Greek scholars knew that the neshomoh of Am Yisroel is based on deep spiritual foundations. Jews will never be satisfied by physical matters alone nor by only engaging in earthly endeavors. They saw the love of Torah beating in the Jewish heart and therefore wanted to capture it from within.
"This kingdom [Greece] alludes to the third part of man. The third part is his intelligence, and this kingdom had wisdom and intelligence. We see in its writings that this kingdom's entire aim was wisdom, as we will explain later. They were therefore disturbed by the Torah and wanted to abolish it. In particular they did not want the existence of a wisdom like the Torah that is more elevated than their mortal wisdom. For this reason the kingdom of the Greeks opposed the Jews only because of their Torah" (Ner Mitzvah of the Maharal).
This was the basis for the war of Greece against am Yisroel. The Greeks wanted to be metameih the Jewish Nation through imbuing secular studies among them. They thought this would cause the Jews to forget the Torah. This apparent alternative was liable to utilize the mental powers created for studying Torah and satisfy the Jew's spiritual hunger through spoiled and artificial food.

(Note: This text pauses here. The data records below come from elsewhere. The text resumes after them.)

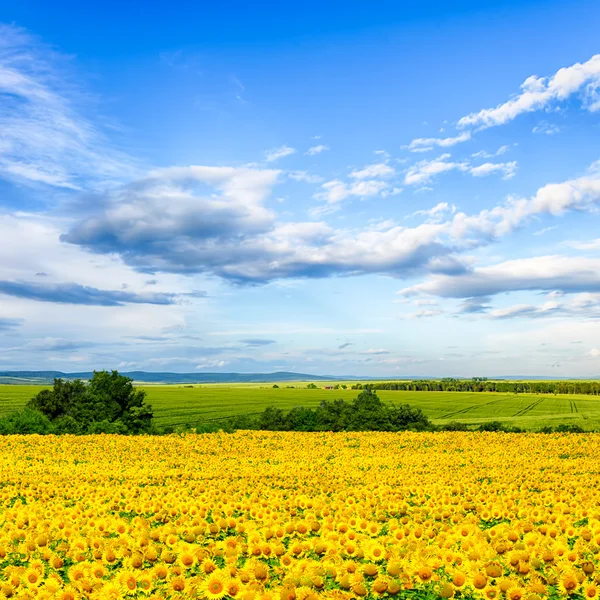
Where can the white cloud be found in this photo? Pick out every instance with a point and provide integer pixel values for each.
(304, 176)
(436, 211)
(538, 93)
(507, 170)
(336, 191)
(382, 170)
(541, 273)
(589, 245)
(44, 138)
(547, 128)
(316, 150)
(425, 170)
(425, 144)
(277, 153)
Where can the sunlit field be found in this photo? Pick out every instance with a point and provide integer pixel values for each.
(191, 406)
(272, 516)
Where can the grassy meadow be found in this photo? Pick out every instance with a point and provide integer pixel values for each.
(179, 406)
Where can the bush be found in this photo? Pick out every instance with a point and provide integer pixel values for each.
(107, 403)
(564, 428)
(492, 426)
(365, 413)
(24, 422)
(454, 426)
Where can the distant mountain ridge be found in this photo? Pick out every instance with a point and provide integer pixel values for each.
(146, 377)
(44, 377)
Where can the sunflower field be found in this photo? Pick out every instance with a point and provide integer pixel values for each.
(286, 516)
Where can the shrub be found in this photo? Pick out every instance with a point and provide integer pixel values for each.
(454, 426)
(24, 422)
(564, 428)
(78, 407)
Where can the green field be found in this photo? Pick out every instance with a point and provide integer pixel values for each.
(178, 405)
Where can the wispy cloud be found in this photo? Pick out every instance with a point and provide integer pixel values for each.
(73, 293)
(425, 144)
(44, 137)
(316, 150)
(6, 323)
(538, 93)
(277, 153)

"Placing the Torah's wisdom in line with other types of wisdom in the world which was, according to the Chachomim, the objective of translating the Torah to Greek, was primarily aimed at frustrating the degree of pleasure [received from Torah study]. The internal pleasure of studying Torah with the segulah of clinging to it would be given and shifted to secular studies" (Pachad Yitzchok, Chanukah, discourse 6).

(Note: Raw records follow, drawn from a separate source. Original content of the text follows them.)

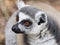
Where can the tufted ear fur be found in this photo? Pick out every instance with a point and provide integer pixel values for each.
(20, 4)
(41, 18)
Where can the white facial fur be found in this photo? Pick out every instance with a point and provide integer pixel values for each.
(35, 28)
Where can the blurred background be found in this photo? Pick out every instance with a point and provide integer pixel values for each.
(7, 7)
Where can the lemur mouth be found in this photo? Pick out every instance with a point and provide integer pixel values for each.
(15, 29)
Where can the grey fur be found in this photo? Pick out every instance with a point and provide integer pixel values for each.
(52, 25)
(31, 11)
(54, 29)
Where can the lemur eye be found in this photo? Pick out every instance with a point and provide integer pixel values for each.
(17, 18)
(26, 23)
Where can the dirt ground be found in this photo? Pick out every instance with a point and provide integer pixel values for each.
(10, 8)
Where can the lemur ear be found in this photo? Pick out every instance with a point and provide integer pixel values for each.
(20, 4)
(17, 18)
(41, 18)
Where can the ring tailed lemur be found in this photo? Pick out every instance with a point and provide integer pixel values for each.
(38, 27)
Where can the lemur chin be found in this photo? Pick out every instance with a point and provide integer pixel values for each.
(38, 27)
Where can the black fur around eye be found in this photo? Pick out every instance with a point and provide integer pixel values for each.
(26, 23)
(41, 21)
(17, 18)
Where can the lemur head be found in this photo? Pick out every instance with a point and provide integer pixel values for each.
(30, 20)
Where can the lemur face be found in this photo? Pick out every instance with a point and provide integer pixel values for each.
(30, 21)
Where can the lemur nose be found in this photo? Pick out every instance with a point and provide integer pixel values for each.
(16, 29)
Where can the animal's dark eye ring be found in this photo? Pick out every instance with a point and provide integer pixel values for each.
(17, 18)
(26, 23)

Those who continue in the way of the Greeks and the Hellenists have also tried in our generation to create a new model of "studying for its own sake," the "modern-type Volozhin." Our many brethren, tinokos shenishbu, who fell into the nets of the meisisim umeidichim waste their lives studying purposeless topics instead of fulfilling "and you shall meditate in them day and night" through studying our Holy Torah. They have been incited to attack the Torah places of learning and do not realize that the thirst for knowledge that beats in their souls will never find any rest until it returns to the Torah, the well of living water.